Merkel will den Ausstieg: Keine Angst vor Engpässen

Die Bundesregierung will sich weder durch Klagen der Energiekonzerne noch durch den Widerstand der Länder oder der Opposition von ihren Atomausstiegsplänen abbringen lassen. An diesem Freitag will Kanzlerin Angela Merkel (CDU) erneut versuchen, bei einem Treffen in Berlin die Ministerpräsidenten der Länder von den schwarz-gelben Ausstiegsplänen zu überzeugen. Danach trifft sich der Koalitionsausschuss. Am Montag will das Kabinett das umfangreiche Gesetzespaket zur Energiewende auf den parlamentarischen Weg bringen.

Die Grünen verlangten erneut, die AKW wie von Rot-Grün geplant schrittweise vom Netz zu nehmen, statt alle neun verbleibenden Atomkraftwerke bis 2021 und 2022 laufen zu lassen. Fraktionschefin Renate Künast sagte der dpa, man brauche nach Fukushima einen Ausstieg «Rot-Grün plus». Der Vize-Regierungssprecher Christoph Steegmans betonte am Mittwoch, anders als beim rot-grünen Ausstieg gebe es mit spätestens 2022 ein definitives Enddatum.

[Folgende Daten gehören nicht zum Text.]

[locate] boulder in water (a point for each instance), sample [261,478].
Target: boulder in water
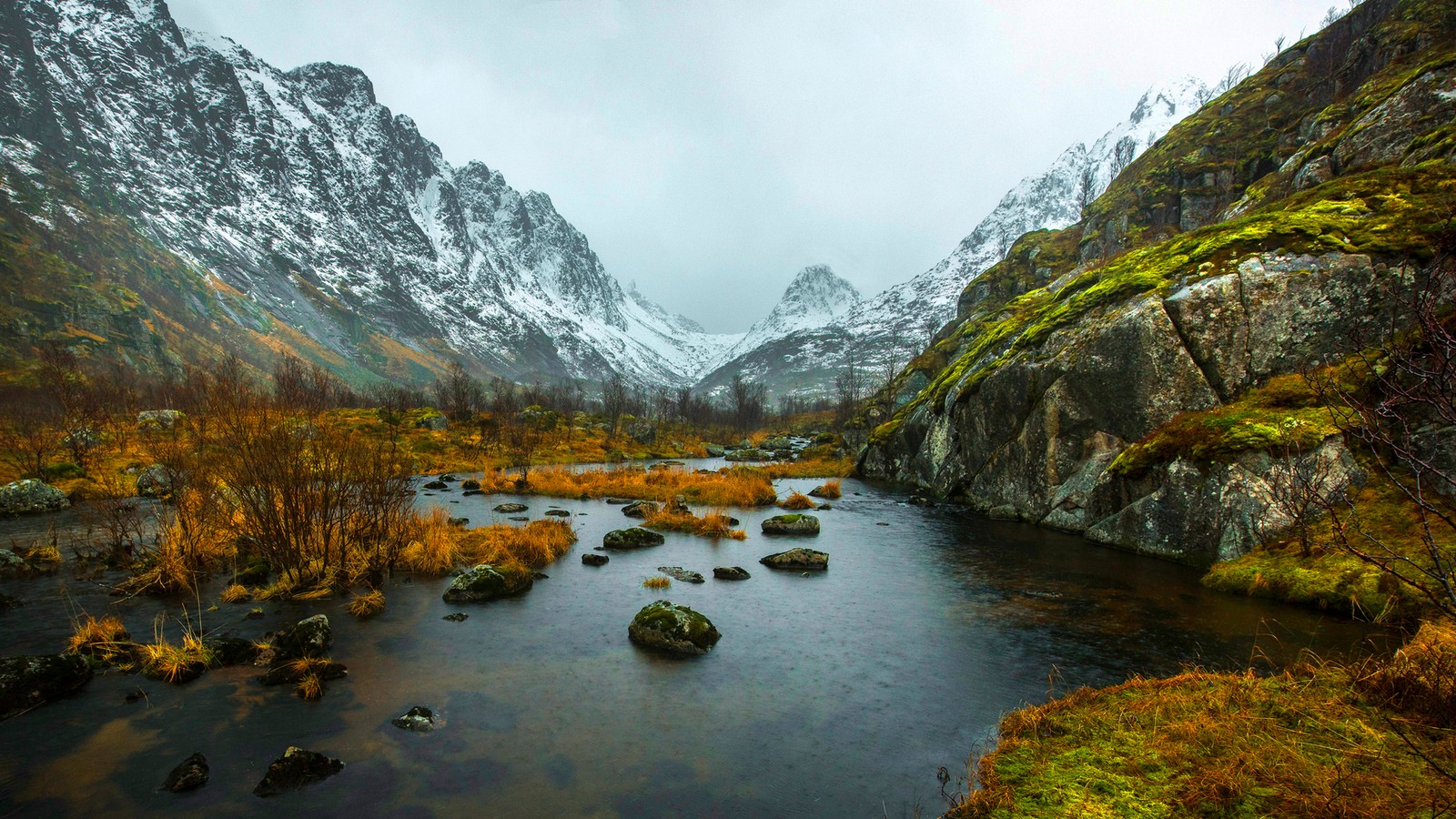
[485,583]
[632,540]
[798,560]
[791,525]
[673,629]
[189,774]
[295,770]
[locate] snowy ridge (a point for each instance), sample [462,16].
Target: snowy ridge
[317,201]
[892,327]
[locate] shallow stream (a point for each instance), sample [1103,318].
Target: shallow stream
[836,694]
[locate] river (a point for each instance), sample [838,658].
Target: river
[834,694]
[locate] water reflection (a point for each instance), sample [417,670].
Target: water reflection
[836,694]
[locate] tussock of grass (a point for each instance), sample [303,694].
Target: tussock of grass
[237,593]
[368,605]
[713,525]
[797,501]
[106,639]
[727,487]
[1212,745]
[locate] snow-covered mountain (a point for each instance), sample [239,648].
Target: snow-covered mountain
[885,331]
[309,201]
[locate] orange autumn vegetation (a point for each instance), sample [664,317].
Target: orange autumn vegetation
[441,547]
[727,487]
[713,525]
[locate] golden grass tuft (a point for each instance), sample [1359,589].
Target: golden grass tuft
[309,687]
[177,663]
[368,605]
[713,525]
[237,593]
[797,501]
[106,639]
[535,545]
[737,487]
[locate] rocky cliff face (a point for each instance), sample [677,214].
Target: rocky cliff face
[1270,230]
[888,329]
[298,210]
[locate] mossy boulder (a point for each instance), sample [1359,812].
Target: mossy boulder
[295,770]
[667,627]
[24,497]
[640,509]
[26,682]
[189,774]
[791,525]
[632,540]
[798,560]
[309,637]
[485,583]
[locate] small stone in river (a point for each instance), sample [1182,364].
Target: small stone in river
[679,573]
[417,719]
[295,770]
[191,774]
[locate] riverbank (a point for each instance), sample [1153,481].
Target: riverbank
[1370,739]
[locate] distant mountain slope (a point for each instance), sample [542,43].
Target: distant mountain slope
[329,215]
[893,325]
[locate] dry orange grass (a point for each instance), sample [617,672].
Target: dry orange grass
[830,490]
[727,487]
[106,639]
[368,605]
[536,544]
[713,525]
[814,468]
[797,501]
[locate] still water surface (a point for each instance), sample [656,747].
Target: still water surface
[837,694]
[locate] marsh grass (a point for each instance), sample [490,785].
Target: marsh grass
[1321,739]
[368,605]
[734,487]
[797,501]
[711,525]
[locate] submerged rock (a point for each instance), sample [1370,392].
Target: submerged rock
[417,719]
[632,540]
[640,509]
[310,637]
[679,573]
[798,560]
[295,770]
[791,525]
[189,774]
[673,629]
[31,681]
[485,583]
[24,497]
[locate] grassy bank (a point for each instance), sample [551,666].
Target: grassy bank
[1318,741]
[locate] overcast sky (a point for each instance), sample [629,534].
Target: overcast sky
[711,149]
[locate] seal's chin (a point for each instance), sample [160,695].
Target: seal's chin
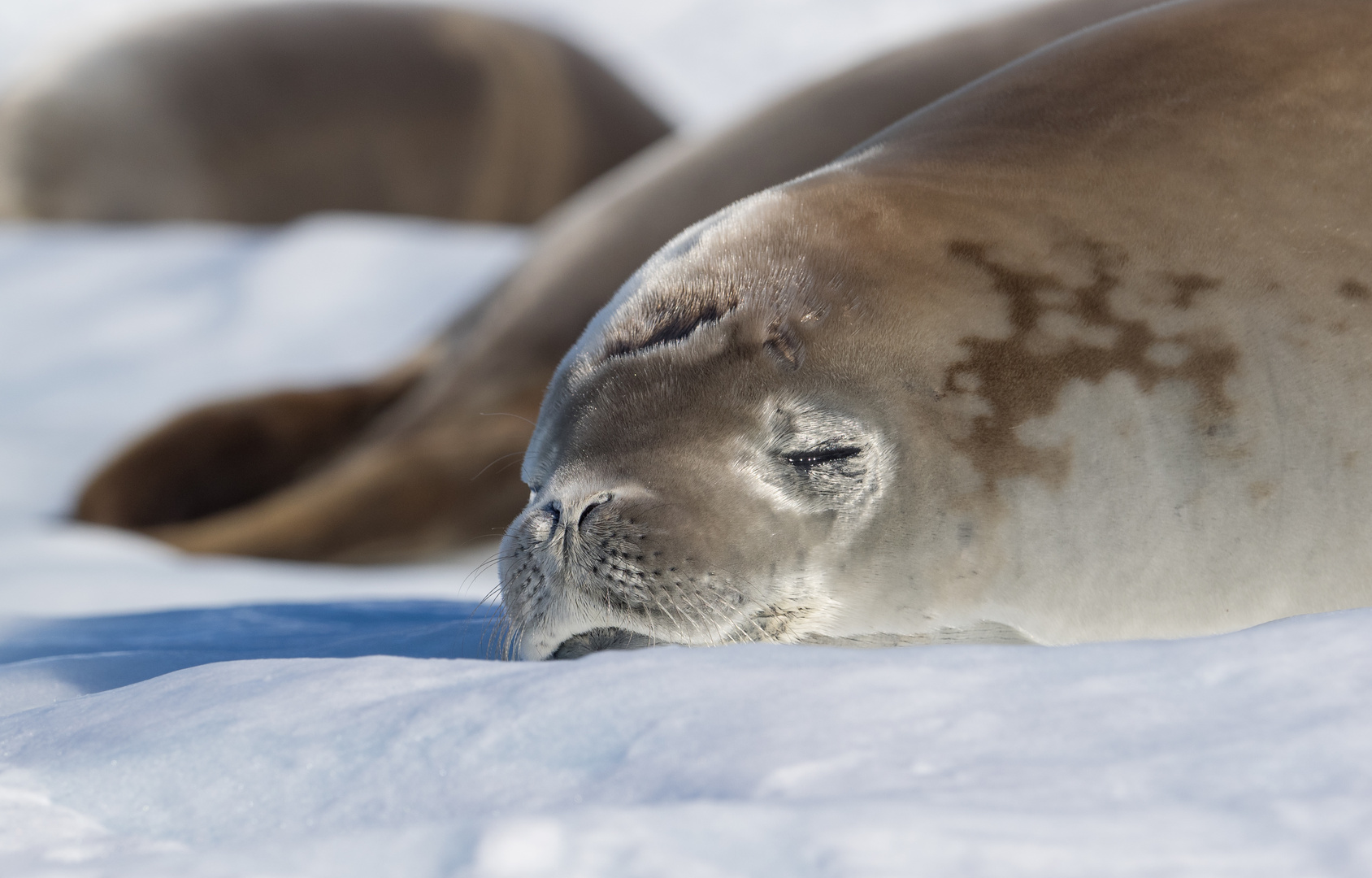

Die Bundesnetzagentur befürchtet schon zu Pfingsten Probleme im Netz. Der Präsident der Behörde, Matthias Kurth, begründete dies in der «Rheinischen Post» (Donnerstag) mit schwacher Auslastung. Die Industrieproduktion ruhe, die Nachfrage sei gering. Zugleich fließe Strom aus Wind- und Sonnenanlagen von weit entfernten Standorten ins Netz. «Die Netze sind dann unter Stress, das kann zu Schwierigkeiten führen.» Im Winter sei der Stromverbrauch hoch und die Zufuhr von Sonnenstrom gering. Dann könnte es nötig werden, stromintensive Industrieanlagen abzuschalten, um die Netzstabilität zu garantieren.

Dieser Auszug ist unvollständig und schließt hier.